[llvm] r199244 - Reapply "LTO: add API to set strategy for -internalize"

Duncan P. N. Exon Smith dexonsmith at apple.com
Wed Apr 2 13:11:30 PDT 2014


On Apr 2, 2014, at 12:02, Rafael EspĂ­ndola <rafael.espindola at gmail.com> wrote:

>>> If I understand it correctly, it
>>> exist so that we don't internalize symbols when using ld -r.
>> 
>> Right.
>> 
>>  - INTERNALIZE_HIDDEN is used by ld -r
>>  - INTERNALIZE_NONE is used by ld -r -keep_private_externs
>> 
>> I expect INTERNALIZE_NONE is generally useful for creating shared objects, where
>> nothing should be internalized.  I'm not sure if there are other use cases for
>> INTERNALIZE_HIDDEN.
>> 
>>> Why can't
>>> the linker simply list the symbols that should not be internalized in
>>> that case as it does for every other file?
>> 
>> For INTERNALIZE_NONE, that requires listing every symbol in the bitcode.  For
>> INTERNALIZE_HIDDEN, it would be on the same scale (listing every symbol that
>> isn't hidden).  The LTO side would then be dealing with extremely large sets of
>> symbols to export.
>> 
>> Adding API was more efficient and easier to reason about.
>> 
>> Is it causing a problem, or are you generally concerned about C API bloat?
> 
> API bloat in general. What I like about not having special cases like
> this is that it makes it far more obvious which symbols the linker
> wants: only the ones it explicitly asks for.
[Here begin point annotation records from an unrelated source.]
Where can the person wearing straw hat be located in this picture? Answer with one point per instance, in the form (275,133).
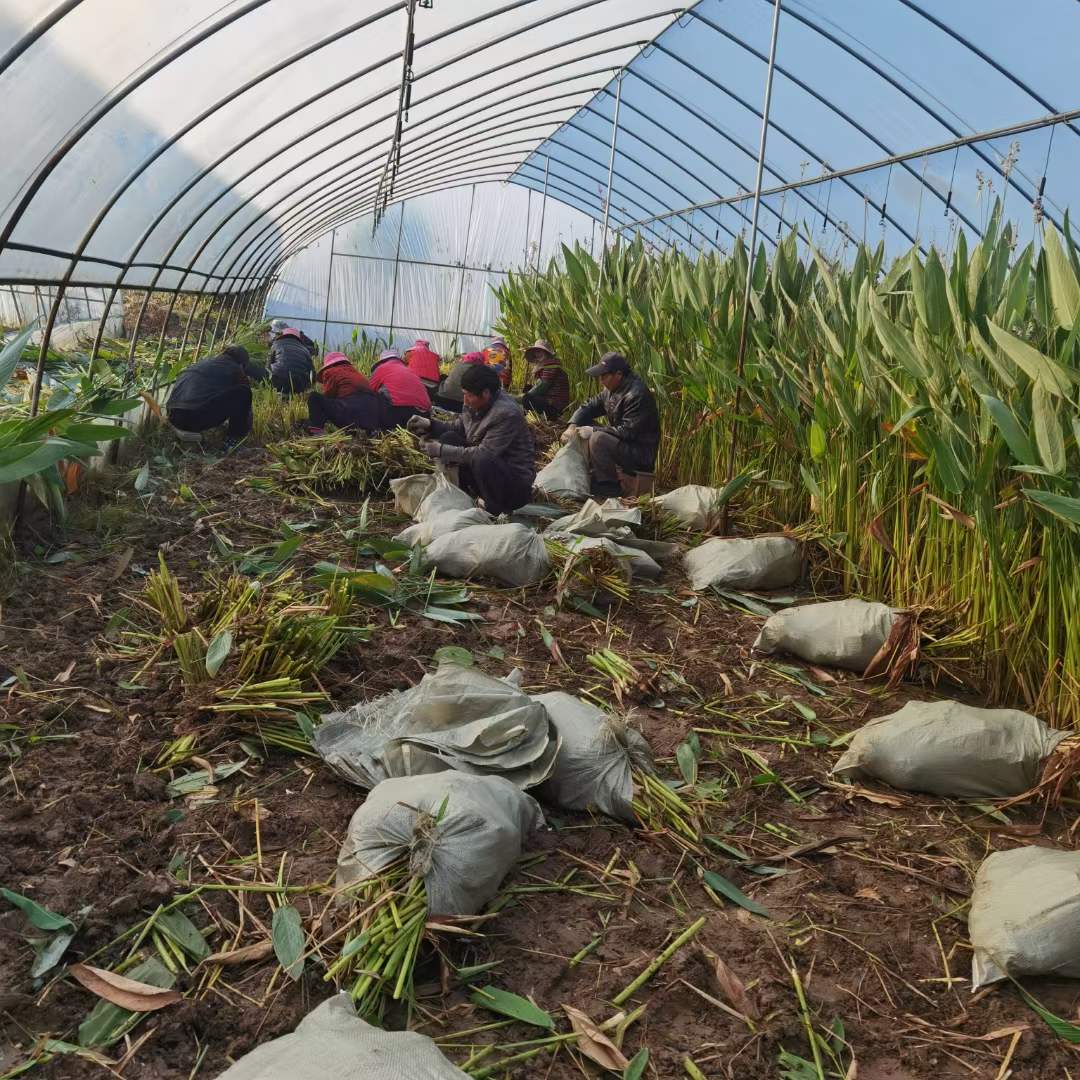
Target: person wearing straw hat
(630,439)
(490,443)
(347,399)
(403,393)
(548,393)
I dispute that.  I think the linker can communicate more clearly with LTO
*with* the API change, and I don't think it's less obvious which symbols the
linker wants.

> The the flag in contrast
> requires a C api addition and an extension to the internalize api.

You're right here; maybe the API change was the wrong direction (especially
given your profiling results).  I'll CC you directly for LTO patches in the
future.

But isn't the C API stable?  Isn't it too late to roll back this change?
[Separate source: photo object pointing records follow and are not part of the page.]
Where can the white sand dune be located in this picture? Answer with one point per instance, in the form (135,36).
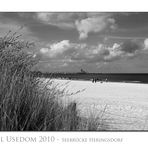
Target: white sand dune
(124,105)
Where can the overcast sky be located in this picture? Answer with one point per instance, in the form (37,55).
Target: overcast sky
(96,42)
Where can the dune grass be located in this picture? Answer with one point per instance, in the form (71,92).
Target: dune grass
(25,104)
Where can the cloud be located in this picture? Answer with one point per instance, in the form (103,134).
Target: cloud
(84,23)
(131,46)
(65,52)
(94,24)
(56,48)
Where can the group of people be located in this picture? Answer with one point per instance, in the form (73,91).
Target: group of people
(94,80)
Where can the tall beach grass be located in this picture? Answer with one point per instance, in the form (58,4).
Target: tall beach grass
(27,104)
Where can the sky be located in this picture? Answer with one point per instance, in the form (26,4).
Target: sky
(103,42)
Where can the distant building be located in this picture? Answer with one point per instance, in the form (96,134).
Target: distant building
(83,71)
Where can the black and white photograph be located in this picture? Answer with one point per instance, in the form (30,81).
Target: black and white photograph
(73,71)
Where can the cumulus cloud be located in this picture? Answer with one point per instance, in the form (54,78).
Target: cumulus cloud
(67,52)
(94,24)
(56,48)
(131,46)
(84,23)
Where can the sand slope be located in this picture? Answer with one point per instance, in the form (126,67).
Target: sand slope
(122,106)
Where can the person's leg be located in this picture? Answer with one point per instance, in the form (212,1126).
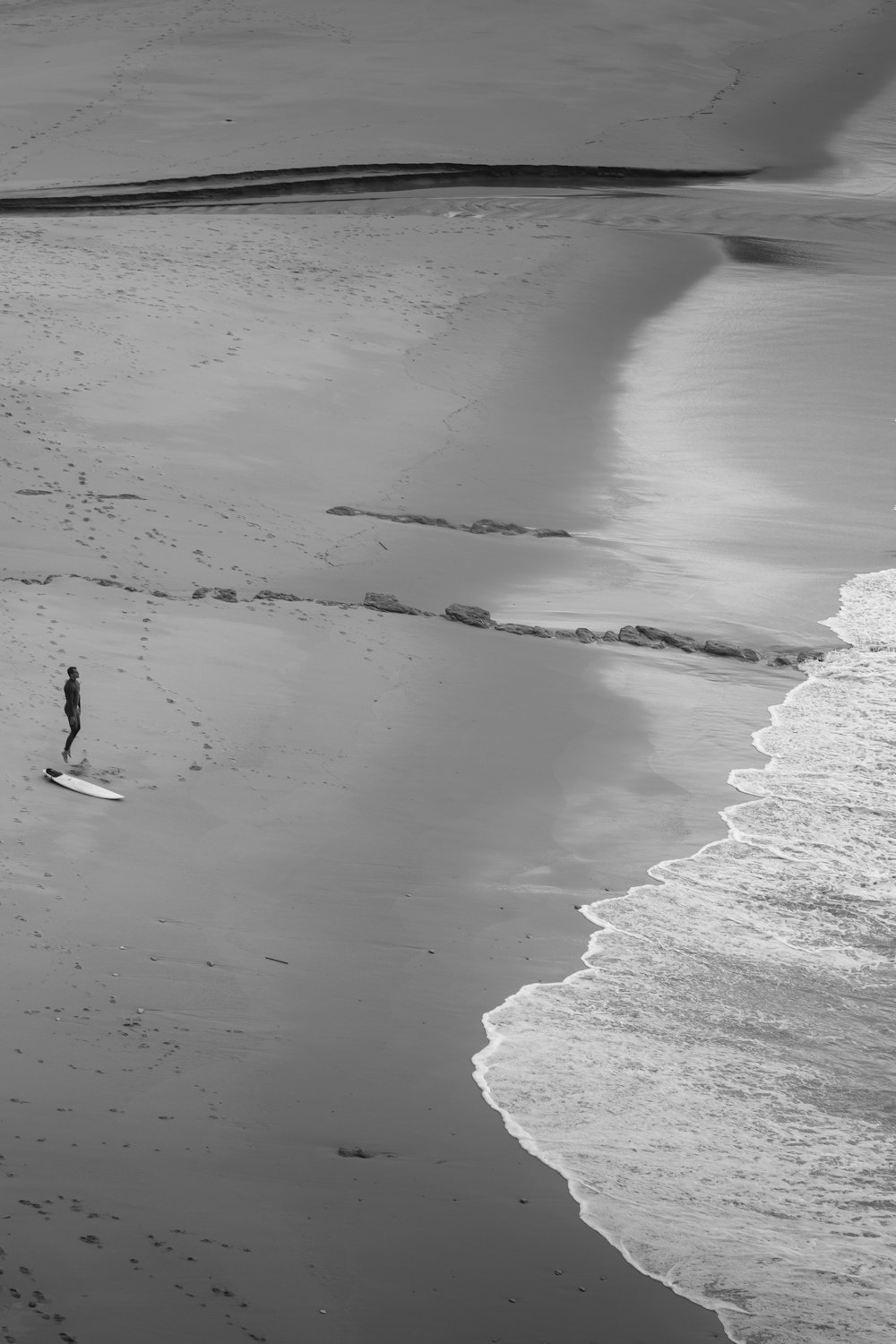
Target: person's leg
(75,730)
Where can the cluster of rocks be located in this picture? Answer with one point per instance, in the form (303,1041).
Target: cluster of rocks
(645,636)
(481,526)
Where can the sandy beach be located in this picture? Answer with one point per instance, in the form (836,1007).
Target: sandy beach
(239,1097)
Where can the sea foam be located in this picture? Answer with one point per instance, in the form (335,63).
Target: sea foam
(719,1086)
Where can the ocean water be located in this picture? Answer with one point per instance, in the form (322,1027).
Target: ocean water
(719,1085)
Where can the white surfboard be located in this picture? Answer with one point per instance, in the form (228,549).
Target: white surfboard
(72,781)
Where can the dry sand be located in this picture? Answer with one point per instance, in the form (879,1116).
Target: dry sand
(344,835)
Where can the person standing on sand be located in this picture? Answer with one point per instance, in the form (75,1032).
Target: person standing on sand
(73,710)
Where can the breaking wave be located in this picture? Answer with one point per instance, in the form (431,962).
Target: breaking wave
(719,1086)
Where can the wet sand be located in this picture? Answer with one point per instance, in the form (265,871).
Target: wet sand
(346,835)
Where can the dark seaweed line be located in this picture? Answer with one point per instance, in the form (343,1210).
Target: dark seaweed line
(642,636)
(280,183)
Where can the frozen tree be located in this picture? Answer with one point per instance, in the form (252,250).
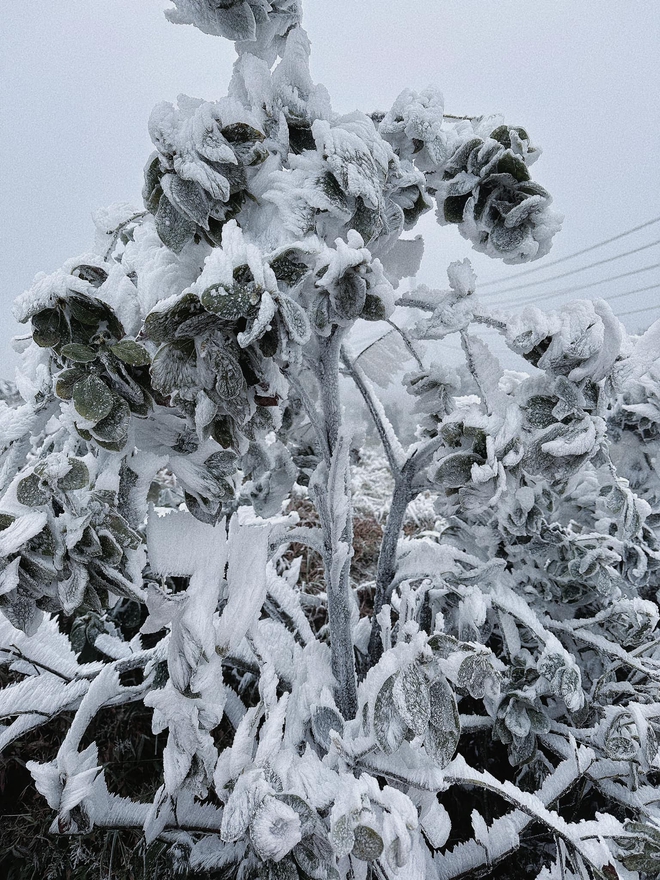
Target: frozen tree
(181,385)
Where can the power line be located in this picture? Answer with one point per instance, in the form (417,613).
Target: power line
(574,254)
(577,287)
(581,268)
(630,292)
(638,311)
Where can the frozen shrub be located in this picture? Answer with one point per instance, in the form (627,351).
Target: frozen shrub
(182,384)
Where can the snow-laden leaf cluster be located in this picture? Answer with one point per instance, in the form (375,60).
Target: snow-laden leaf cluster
(179,454)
> Last time there was some concern about the number of calls to preserve
> symbols I did some benchmarking
> (http://lists.cs.uiuc.edu/pipermail/llvm-commits/Week-of-Mon-20130930/189746.html)
> 
> ------------------------------
> I took the
> largest "shared library" I had at hand: clang with -export_dynamic. On
> linux gold currently asks for 22922 symbols to be preserved. I applied
> the attached hack-timeit.patch to test how long it takes for us to get
> the internalized combined module. On my machine (2010 iMac),  the time
> is 0.08s, so despite large number of calls and the
> std::map<std::string>, internalize in general is not too slow. For
> scale, the verifier takes about 1s. Parsing the bitcode file takes 5s
> (the file is 118 MB).
> --------------------------------
> 
> Have you found a case where the extra calls are actually noticeable?

Probably not.  Since my approach directly modelled what the linker wants, and
certainly wasn't going to be slower, I never profiled.  (Sorry I missed that
that conversation; I arrived too late.)

Nick, did you do any profiling of this?